La tension monte, les autorités politiques s'en mêlent. Les Sex Pistols défrayent la chronique à chacune de leurs apparitions. En dépit d'un boycottage des médias, " God Save the Queen " devient numéro un des ventes de 45 tours. Les responsables du hit-parade refusent d'inscrire le nom du groupe de coléreux sur les charts. Résultat immédiat : la première place sera donc laissée en blanc pour la seule et unique fois dans l'histoire du hit-parade ! 

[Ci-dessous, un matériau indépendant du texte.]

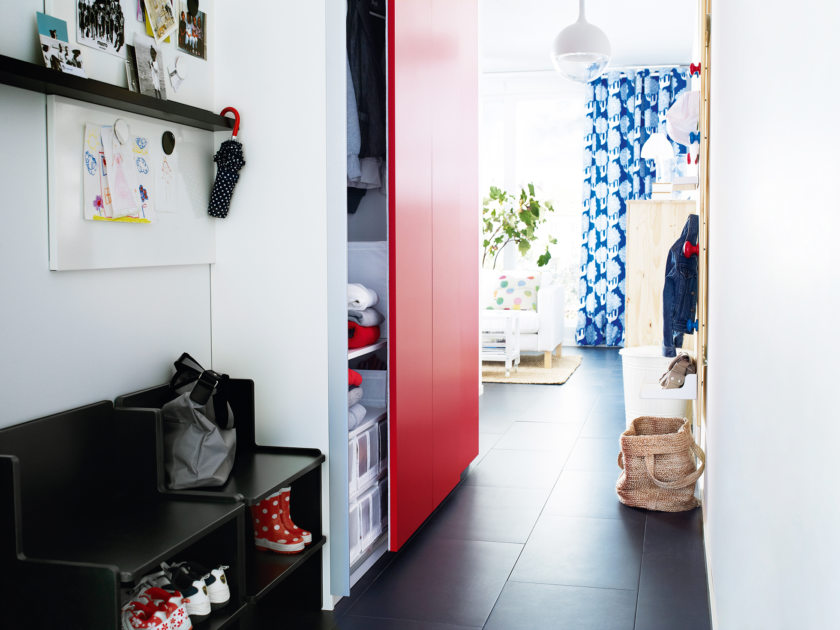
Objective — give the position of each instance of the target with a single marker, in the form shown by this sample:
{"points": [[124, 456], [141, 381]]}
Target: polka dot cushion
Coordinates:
{"points": [[515, 293]]}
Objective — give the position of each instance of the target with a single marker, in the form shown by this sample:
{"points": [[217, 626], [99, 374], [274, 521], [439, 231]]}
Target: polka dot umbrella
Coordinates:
{"points": [[229, 160]]}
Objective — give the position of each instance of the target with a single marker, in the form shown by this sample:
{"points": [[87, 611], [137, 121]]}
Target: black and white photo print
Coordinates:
{"points": [[151, 71], [100, 24]]}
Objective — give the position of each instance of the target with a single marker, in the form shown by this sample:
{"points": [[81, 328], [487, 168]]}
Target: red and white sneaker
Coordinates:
{"points": [[193, 590], [270, 534], [285, 496], [137, 615], [170, 602]]}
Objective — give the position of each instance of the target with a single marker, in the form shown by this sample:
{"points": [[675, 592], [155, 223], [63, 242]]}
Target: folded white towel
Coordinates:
{"points": [[367, 317], [355, 416], [359, 297]]}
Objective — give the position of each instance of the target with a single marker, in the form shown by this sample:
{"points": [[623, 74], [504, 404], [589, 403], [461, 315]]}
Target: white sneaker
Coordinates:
{"points": [[217, 587]]}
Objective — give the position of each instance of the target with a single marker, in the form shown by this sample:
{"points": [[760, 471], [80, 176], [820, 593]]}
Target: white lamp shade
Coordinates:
{"points": [[658, 147], [581, 51]]}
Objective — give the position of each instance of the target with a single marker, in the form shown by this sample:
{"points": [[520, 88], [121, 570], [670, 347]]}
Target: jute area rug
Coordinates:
{"points": [[531, 370]]}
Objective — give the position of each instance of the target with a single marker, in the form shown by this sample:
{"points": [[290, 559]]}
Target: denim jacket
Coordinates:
{"points": [[679, 297]]}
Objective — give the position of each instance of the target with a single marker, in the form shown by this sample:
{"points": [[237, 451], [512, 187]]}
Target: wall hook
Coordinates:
{"points": [[690, 250], [236, 119]]}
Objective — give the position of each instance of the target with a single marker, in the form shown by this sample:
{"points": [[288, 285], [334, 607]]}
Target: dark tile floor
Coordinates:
{"points": [[534, 537]]}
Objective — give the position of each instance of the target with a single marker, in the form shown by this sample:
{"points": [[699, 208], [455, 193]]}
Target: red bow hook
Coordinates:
{"points": [[690, 249], [235, 113]]}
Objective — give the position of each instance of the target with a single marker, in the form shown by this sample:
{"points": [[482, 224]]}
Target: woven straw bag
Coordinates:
{"points": [[659, 469]]}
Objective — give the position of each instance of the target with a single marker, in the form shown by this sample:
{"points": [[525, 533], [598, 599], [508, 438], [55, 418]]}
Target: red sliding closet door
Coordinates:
{"points": [[433, 232]]}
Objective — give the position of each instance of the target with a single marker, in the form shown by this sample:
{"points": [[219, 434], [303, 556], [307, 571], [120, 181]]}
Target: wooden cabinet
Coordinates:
{"points": [[652, 227]]}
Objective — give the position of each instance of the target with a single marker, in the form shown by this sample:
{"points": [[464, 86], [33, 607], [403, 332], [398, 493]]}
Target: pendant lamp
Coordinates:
{"points": [[581, 51]]}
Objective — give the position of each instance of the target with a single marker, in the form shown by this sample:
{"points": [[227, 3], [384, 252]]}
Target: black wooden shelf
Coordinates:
{"points": [[30, 76], [132, 535], [270, 569], [258, 470], [223, 618]]}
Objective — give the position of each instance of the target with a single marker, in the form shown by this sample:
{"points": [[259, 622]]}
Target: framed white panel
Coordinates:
{"points": [[184, 236]]}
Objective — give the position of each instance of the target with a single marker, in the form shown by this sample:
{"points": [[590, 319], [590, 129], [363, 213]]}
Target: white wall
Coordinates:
{"points": [[271, 282], [772, 499], [72, 338]]}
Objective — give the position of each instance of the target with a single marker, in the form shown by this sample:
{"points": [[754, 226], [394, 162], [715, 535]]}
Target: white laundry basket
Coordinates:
{"points": [[643, 365]]}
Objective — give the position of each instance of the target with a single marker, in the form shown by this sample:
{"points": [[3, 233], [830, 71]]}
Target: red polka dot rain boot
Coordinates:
{"points": [[270, 534], [286, 516]]}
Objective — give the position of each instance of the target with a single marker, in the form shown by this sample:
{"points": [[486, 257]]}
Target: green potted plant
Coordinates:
{"points": [[514, 218]]}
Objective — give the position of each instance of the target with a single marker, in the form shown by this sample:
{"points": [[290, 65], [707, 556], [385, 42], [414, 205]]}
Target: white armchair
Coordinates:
{"points": [[541, 330]]}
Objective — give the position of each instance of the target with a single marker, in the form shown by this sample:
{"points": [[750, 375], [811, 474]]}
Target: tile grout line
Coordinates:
{"points": [[639, 582], [539, 516]]}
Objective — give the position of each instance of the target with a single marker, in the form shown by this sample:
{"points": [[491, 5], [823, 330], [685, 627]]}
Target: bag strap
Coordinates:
{"points": [[187, 370], [680, 483], [213, 384]]}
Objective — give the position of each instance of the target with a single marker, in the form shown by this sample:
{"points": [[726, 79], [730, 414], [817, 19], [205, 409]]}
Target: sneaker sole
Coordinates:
{"points": [[289, 548]]}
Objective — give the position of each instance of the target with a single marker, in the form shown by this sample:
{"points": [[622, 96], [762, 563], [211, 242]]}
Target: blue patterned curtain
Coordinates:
{"points": [[623, 110]]}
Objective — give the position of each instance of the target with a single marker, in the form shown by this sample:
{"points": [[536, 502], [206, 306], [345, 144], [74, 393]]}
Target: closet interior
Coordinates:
{"points": [[368, 280]]}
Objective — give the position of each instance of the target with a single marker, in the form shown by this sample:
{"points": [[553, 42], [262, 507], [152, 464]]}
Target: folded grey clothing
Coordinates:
{"points": [[355, 416], [354, 395], [367, 317]]}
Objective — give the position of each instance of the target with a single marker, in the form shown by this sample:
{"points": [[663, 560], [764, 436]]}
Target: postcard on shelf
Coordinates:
{"points": [[131, 76], [161, 16], [192, 30], [100, 24], [57, 52], [150, 67], [48, 26]]}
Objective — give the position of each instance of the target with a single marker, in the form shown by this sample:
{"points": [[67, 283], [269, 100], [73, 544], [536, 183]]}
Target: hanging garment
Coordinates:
{"points": [[679, 295], [623, 111], [366, 54], [354, 133], [354, 198]]}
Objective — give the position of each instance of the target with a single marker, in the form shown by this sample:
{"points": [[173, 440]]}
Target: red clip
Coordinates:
{"points": [[690, 250], [235, 113]]}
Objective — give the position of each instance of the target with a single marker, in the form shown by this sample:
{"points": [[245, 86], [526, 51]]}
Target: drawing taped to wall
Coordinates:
{"points": [[150, 67], [161, 17], [130, 173], [100, 24]]}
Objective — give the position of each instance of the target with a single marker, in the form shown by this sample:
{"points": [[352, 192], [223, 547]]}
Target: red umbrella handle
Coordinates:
{"points": [[236, 118]]}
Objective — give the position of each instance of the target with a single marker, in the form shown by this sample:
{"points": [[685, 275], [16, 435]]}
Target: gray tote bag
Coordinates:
{"points": [[199, 434]]}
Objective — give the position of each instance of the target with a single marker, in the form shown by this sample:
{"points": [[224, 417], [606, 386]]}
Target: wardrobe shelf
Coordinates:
{"points": [[270, 569], [374, 415], [30, 76], [360, 352], [369, 556], [687, 392]]}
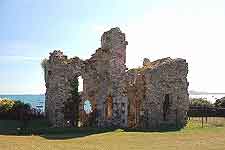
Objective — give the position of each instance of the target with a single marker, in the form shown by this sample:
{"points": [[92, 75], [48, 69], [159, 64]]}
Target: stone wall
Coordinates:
{"points": [[148, 88], [119, 98]]}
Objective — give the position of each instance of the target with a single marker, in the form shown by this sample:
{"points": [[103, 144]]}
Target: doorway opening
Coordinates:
{"points": [[166, 105]]}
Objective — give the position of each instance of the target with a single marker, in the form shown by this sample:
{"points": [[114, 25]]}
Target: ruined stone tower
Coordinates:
{"points": [[145, 97]]}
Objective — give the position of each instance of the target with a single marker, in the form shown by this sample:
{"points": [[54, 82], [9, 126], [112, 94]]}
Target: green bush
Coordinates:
{"points": [[200, 102]]}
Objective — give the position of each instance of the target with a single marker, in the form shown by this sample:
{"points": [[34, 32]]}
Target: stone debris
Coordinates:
{"points": [[147, 97]]}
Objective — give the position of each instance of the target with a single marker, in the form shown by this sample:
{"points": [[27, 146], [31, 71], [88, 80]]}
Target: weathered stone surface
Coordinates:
{"points": [[145, 97]]}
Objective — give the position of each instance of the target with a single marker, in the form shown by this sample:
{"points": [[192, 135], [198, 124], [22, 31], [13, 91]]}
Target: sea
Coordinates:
{"points": [[38, 101]]}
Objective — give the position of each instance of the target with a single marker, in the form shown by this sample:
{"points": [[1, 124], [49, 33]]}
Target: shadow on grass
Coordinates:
{"points": [[40, 128], [69, 133]]}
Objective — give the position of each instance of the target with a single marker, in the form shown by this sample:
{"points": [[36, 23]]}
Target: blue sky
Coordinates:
{"points": [[191, 29]]}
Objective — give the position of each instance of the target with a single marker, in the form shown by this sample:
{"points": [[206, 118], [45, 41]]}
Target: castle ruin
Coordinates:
{"points": [[155, 94]]}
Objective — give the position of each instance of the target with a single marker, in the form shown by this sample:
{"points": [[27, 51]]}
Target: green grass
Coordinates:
{"points": [[189, 138]]}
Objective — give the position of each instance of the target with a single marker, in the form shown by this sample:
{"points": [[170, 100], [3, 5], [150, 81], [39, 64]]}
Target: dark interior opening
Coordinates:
{"points": [[166, 106]]}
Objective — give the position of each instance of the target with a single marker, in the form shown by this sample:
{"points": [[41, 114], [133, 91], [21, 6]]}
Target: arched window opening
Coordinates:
{"points": [[166, 105], [87, 107], [80, 87], [109, 107]]}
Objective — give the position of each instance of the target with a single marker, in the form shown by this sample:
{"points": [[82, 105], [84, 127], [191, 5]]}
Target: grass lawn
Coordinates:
{"points": [[192, 137]]}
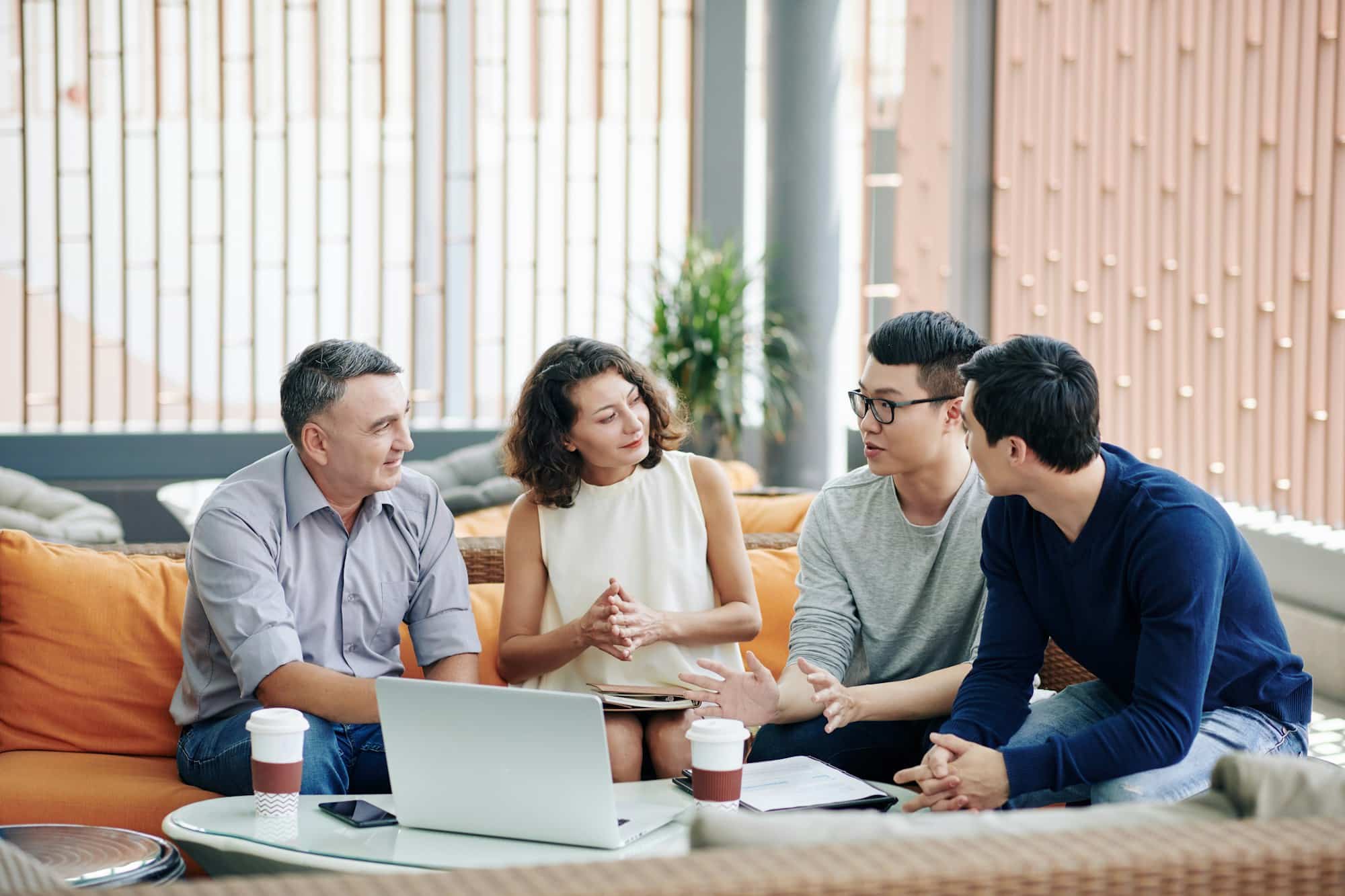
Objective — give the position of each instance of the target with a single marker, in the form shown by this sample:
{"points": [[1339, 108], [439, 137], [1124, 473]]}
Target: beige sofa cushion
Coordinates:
{"points": [[56, 514]]}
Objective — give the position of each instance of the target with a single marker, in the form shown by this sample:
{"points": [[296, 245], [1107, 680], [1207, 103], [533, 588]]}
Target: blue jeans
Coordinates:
{"points": [[338, 758], [875, 751], [1222, 731]]}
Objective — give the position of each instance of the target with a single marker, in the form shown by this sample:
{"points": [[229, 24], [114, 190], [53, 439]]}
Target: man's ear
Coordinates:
{"points": [[314, 442], [953, 416]]}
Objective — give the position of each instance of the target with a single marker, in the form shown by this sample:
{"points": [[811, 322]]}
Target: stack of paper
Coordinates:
{"points": [[637, 697]]}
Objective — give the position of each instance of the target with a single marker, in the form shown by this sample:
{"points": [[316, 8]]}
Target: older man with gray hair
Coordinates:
{"points": [[302, 568]]}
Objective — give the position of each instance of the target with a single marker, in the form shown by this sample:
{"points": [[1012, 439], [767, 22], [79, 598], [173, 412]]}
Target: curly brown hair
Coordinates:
{"points": [[535, 450]]}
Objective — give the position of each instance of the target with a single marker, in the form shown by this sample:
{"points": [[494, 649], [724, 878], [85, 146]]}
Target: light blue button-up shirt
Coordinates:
{"points": [[274, 577]]}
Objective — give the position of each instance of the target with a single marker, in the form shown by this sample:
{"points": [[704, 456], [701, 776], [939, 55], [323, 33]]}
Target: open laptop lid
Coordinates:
{"points": [[505, 762]]}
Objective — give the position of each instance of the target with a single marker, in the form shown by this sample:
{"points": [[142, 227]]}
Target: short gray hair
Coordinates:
{"points": [[315, 380]]}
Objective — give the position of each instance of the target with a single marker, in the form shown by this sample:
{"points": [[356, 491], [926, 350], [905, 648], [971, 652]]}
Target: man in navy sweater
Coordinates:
{"points": [[1139, 575]]}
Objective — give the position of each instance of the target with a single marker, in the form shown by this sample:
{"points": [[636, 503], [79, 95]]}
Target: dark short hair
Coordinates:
{"points": [[1042, 391], [315, 380], [535, 444], [935, 341]]}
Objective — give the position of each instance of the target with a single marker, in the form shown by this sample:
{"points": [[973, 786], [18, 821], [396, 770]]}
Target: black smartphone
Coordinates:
{"points": [[358, 813]]}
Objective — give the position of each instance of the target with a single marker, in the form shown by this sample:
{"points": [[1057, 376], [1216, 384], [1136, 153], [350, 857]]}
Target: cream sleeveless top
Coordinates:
{"points": [[649, 533]]}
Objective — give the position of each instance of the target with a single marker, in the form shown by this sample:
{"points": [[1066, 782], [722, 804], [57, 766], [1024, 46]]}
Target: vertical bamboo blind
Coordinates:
{"points": [[1169, 197], [909, 101], [197, 189]]}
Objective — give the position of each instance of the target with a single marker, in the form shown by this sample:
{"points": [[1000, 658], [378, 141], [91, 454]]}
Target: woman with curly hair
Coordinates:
{"points": [[623, 559]]}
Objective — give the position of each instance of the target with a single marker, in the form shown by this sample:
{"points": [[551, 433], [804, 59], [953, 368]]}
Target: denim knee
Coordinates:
{"points": [[783, 741], [326, 770]]}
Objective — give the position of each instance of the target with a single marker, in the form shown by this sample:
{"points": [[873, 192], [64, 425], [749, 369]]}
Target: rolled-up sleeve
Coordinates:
{"points": [[440, 615], [825, 623], [235, 576]]}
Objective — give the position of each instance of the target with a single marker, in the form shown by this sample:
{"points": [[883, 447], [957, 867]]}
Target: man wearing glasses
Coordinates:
{"points": [[891, 589], [1139, 575]]}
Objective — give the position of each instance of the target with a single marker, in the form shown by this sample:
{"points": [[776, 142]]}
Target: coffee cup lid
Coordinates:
{"points": [[718, 731], [278, 720]]}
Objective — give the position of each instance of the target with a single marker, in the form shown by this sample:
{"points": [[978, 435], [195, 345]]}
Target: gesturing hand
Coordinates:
{"points": [[753, 696], [597, 624], [634, 624], [840, 705]]}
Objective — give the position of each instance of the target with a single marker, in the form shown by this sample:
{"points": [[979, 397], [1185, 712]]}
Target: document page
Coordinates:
{"points": [[797, 782]]}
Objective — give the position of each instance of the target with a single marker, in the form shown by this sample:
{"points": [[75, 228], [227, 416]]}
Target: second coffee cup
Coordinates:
{"points": [[718, 762]]}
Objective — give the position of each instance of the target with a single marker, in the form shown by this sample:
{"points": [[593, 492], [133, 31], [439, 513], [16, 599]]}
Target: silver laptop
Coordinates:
{"points": [[506, 762]]}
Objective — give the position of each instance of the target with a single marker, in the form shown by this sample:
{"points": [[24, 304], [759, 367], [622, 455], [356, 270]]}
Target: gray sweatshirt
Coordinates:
{"points": [[879, 598]]}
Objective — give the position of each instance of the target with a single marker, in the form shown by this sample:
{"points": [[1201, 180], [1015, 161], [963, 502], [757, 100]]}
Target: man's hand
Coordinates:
{"points": [[840, 705], [597, 624], [753, 696], [976, 779]]}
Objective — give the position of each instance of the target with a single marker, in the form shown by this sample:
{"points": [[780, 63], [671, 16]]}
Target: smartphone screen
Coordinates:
{"points": [[358, 813]]}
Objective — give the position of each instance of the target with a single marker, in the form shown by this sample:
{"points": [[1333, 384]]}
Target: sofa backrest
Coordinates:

Sur un rythme allegro, le documentaire revisite le passé, les entretiens avec certains membres du groupe et s'évertue à aller au fond du problème. Temple soulève le voile sur des coins d'ombre. Il élargit son point de vue sur toute la vague punk et finit par se demander si l'après Sex Pistols n'est pas qu'une mascarade, une manifestation de plus de l'esprit de meute. Les Sex Pistols prônait une totale intégrité physique et mentale et c'est pourquoi ils se sont arrangés " pour scandaliser tous ceux qui [les] faisaient chier ". Scandale et provocation n'étaient somme toute que les ressorts d'une quête identitaire. Alors, les écussons à l'effigie du groupe, les tee-shirts, les affiches et autres objets collectors, tout cela n'était que pure futilité. Et si, incontestablement, les Sex Pistols sont à l'origine de l'esprit punk, jamais, ils ne se sont reconnus dans ce qu'ils avaient engendré, c'est-à-dire un mouvement grégaire, dépourvu d'âme et complètement uniforme.